Project Summary/Abstract The heart has a distinct metabolism that supports the continuous pumping of blood. This includes maintaining the pyruvate-lactate axis. This metabolic axis describes the interrelation between three critical metabolic nodes: central carbon metabolism in the cytoplasm, oxidative phosphorylation in the mitochondria, and lactate abundance in the extracellular milieu.

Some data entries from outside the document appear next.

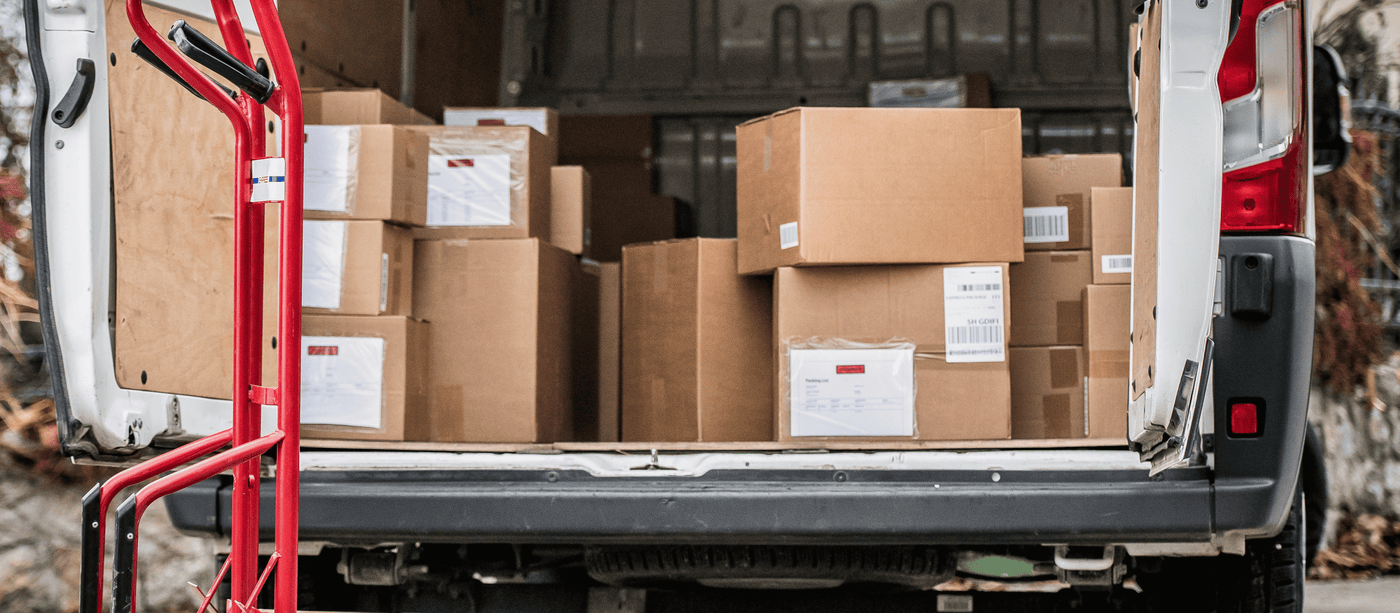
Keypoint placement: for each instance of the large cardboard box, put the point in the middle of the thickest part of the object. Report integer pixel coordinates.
(363, 378)
(870, 349)
(345, 107)
(1047, 398)
(542, 119)
(1112, 214)
(696, 354)
(1057, 198)
(609, 351)
(570, 196)
(366, 172)
(864, 186)
(500, 343)
(1106, 314)
(487, 182)
(1046, 307)
(356, 268)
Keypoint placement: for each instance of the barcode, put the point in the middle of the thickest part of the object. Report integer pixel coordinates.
(1046, 224)
(980, 287)
(787, 235)
(972, 335)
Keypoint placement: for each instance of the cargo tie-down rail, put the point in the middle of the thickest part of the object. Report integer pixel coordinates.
(261, 181)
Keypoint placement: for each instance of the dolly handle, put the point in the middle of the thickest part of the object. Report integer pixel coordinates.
(207, 52)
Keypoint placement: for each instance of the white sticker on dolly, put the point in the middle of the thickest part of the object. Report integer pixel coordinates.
(973, 321)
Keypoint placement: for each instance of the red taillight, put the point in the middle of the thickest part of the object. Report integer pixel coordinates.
(1243, 419)
(1263, 87)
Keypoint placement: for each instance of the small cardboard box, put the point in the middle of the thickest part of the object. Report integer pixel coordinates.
(1057, 198)
(892, 326)
(366, 172)
(363, 378)
(356, 268)
(696, 354)
(1106, 314)
(487, 182)
(1047, 398)
(609, 351)
(1046, 307)
(570, 199)
(545, 121)
(867, 186)
(1112, 214)
(500, 344)
(346, 107)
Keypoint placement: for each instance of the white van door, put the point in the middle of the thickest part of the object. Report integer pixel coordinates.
(1178, 160)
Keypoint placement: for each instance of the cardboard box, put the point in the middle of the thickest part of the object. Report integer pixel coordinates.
(363, 378)
(545, 121)
(864, 186)
(500, 343)
(1106, 314)
(1112, 214)
(570, 196)
(1046, 307)
(696, 354)
(347, 107)
(1047, 398)
(356, 268)
(366, 172)
(1057, 198)
(489, 182)
(609, 351)
(854, 308)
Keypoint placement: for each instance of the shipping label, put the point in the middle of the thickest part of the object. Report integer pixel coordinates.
(851, 392)
(973, 319)
(342, 381)
(469, 189)
(1046, 224)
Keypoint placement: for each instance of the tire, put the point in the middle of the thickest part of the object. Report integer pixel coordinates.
(1269, 578)
(767, 566)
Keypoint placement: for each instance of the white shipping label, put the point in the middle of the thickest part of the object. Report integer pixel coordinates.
(787, 235)
(973, 319)
(331, 156)
(1122, 263)
(342, 381)
(469, 189)
(269, 178)
(851, 392)
(1046, 224)
(322, 262)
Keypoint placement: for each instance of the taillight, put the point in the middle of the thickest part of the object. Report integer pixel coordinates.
(1263, 86)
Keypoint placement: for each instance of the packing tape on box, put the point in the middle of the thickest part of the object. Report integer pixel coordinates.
(332, 168)
(342, 381)
(843, 388)
(478, 181)
(1108, 364)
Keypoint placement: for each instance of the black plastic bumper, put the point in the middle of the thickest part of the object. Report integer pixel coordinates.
(1246, 494)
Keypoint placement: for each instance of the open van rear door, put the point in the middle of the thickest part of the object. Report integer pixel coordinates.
(1178, 158)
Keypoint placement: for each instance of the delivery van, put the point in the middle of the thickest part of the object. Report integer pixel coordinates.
(1221, 111)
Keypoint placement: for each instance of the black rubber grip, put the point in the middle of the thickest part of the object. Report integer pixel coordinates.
(123, 566)
(90, 575)
(207, 53)
(146, 53)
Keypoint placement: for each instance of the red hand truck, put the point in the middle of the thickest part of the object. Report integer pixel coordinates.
(261, 181)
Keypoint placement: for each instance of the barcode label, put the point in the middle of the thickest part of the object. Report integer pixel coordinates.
(1117, 263)
(975, 325)
(787, 235)
(1046, 224)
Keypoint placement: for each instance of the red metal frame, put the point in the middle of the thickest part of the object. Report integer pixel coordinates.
(247, 442)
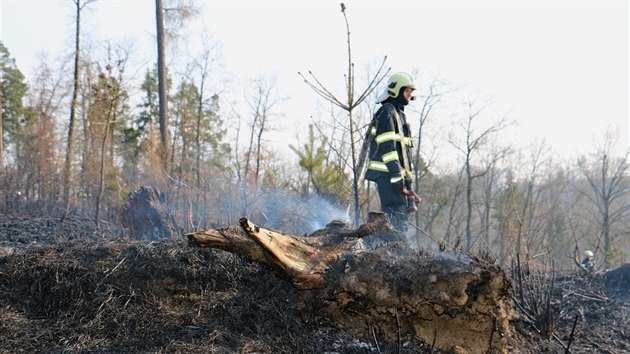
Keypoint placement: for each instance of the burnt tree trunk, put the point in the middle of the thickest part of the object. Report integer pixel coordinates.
(147, 217)
(369, 278)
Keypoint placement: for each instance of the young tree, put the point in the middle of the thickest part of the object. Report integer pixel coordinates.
(607, 189)
(79, 6)
(349, 105)
(173, 16)
(325, 178)
(474, 139)
(13, 89)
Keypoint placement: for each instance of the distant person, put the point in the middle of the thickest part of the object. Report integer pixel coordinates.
(389, 158)
(588, 263)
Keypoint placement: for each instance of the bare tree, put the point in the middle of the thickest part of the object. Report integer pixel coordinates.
(607, 187)
(349, 105)
(433, 96)
(175, 16)
(474, 140)
(163, 101)
(80, 5)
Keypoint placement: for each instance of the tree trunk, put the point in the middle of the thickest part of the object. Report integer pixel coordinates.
(147, 217)
(162, 89)
(369, 278)
(70, 141)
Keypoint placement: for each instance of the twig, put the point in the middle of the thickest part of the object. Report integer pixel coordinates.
(399, 336)
(434, 338)
(375, 340)
(572, 333)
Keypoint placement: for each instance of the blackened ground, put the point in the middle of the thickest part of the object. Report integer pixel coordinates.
(70, 288)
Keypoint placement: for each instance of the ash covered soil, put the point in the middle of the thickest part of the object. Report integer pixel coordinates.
(73, 289)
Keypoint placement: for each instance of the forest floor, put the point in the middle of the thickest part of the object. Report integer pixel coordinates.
(71, 288)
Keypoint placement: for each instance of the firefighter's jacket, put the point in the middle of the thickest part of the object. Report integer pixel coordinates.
(385, 155)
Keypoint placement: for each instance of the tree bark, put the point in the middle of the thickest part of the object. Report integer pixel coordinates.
(369, 278)
(162, 89)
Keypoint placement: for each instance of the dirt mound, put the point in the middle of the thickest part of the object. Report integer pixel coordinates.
(76, 289)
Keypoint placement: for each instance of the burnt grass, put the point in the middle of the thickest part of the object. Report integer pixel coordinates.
(67, 287)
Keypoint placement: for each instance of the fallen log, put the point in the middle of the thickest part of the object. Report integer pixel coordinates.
(369, 278)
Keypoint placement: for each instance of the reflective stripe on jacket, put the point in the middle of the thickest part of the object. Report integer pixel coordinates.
(385, 154)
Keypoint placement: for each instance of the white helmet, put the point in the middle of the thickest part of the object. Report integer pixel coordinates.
(394, 84)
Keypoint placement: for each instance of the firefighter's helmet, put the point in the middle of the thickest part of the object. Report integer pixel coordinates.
(394, 84)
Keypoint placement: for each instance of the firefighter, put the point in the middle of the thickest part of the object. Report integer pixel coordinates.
(588, 263)
(389, 157)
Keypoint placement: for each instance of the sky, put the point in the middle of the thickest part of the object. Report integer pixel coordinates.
(559, 69)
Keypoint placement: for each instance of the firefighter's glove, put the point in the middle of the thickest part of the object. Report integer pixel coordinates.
(399, 186)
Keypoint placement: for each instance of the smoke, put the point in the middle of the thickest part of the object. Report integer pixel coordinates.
(293, 214)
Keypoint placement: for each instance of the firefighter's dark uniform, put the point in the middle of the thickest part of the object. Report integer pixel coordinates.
(385, 160)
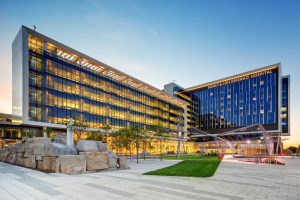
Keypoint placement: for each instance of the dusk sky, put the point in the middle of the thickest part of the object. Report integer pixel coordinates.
(191, 42)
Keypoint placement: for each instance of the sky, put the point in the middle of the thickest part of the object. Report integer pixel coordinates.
(186, 41)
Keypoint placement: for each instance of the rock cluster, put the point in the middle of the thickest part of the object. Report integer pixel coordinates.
(39, 153)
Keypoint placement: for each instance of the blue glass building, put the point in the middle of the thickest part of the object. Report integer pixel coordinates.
(260, 96)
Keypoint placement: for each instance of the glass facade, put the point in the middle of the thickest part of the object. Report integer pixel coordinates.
(285, 105)
(236, 102)
(63, 85)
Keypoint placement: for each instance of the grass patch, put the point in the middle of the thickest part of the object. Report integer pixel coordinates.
(191, 166)
(186, 157)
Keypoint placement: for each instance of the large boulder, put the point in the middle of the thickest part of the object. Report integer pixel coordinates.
(96, 161)
(29, 162)
(3, 155)
(112, 159)
(122, 163)
(71, 164)
(47, 164)
(87, 146)
(11, 158)
(101, 146)
(56, 149)
(36, 145)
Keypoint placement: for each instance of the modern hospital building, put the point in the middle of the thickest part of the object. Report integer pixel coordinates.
(53, 82)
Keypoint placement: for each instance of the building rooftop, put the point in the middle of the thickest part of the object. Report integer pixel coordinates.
(78, 58)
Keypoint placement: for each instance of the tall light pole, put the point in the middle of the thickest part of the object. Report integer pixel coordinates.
(178, 135)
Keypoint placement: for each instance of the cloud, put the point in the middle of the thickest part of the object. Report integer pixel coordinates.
(153, 32)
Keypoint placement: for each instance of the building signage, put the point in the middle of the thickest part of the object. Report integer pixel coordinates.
(241, 78)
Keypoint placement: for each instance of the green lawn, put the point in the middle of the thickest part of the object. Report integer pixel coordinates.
(186, 157)
(192, 166)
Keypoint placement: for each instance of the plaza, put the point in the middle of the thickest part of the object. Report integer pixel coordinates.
(233, 180)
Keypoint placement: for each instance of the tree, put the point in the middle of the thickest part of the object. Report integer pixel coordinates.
(120, 139)
(136, 138)
(106, 128)
(292, 149)
(161, 138)
(146, 142)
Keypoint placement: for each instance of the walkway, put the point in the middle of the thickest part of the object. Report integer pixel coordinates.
(233, 180)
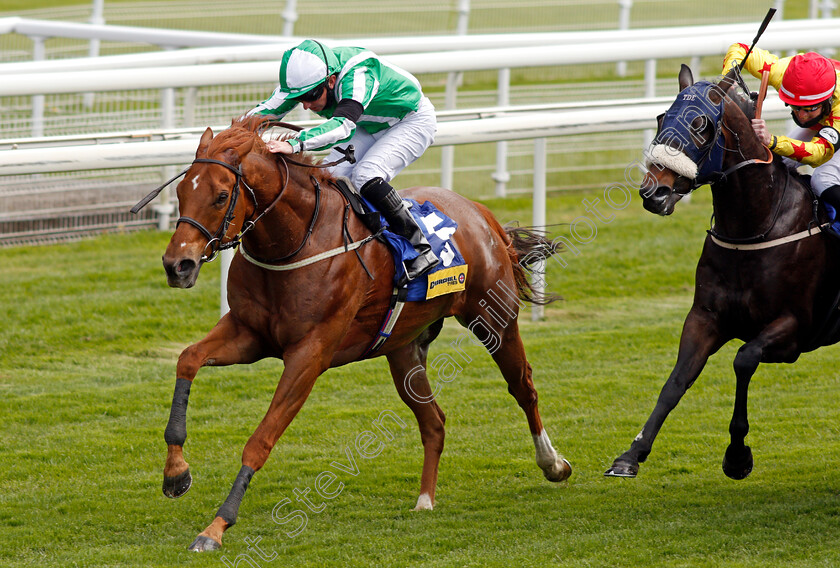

During heart failure, this metabolic axis is imbalanced by increased glycolytic flux coupled to decreased pyruvate oxidation and increased lactate export. In newly published data, I demonstrated that inhibiting lactate export in the heart, was sufficient to rebalance this axis and mitigate cardiac hypertrophy and heart failure in mice. Suggesting that retaining lactate within the heart is beneficial to its health. This is further supported by the fact that healthy hearts are net consumers of lactate. Yet, lactate metabolism remains ill-defined and poorly studied within the heart. This proposal seeks to quantitatively characterize lactate metabolism in the heart and to test the hypothesis that myocardial lactate production and consumption is integral to cardiac health by balancing and maintaining the pyruvate-lactate axis in the heart. In my K99 Aim 1, I will use isotope tracers to quantify lactate production and consumption fluxes in normal cardiomyocytes and hearts. In my K99 Aim 2, I will define the metabolic rewiring of the pyruvate-lactate axis in chronic heart failure patients undergoing left ventricle assist device (LVAD) therapy that have been infused with 13C-glucose and compare failing and recovering human hearts. I will also infuse HF mouse models with 13C-glucose and treat them with the MCT4 inhibitor VB124, to determine if VB124 is a suitable treatment for LVAD HF patients. In my R00 Aim3, I will build a research program centered around comprehensively understanding how lactate metabolism is regulated, and how it impacts hypertrophic cardiomyopathy (HCM). Collectively, these experiments will lay the groundwork for targeting of lactate metabolism as a new therapeutic approach in cardiac hypertrophy and heart failure. Under the guidance of my primary mentor, Co-mentor and my team of collaborators during the K99 period, this proposal will allow me to successfully transition from my current mentored position into an independent research group leader.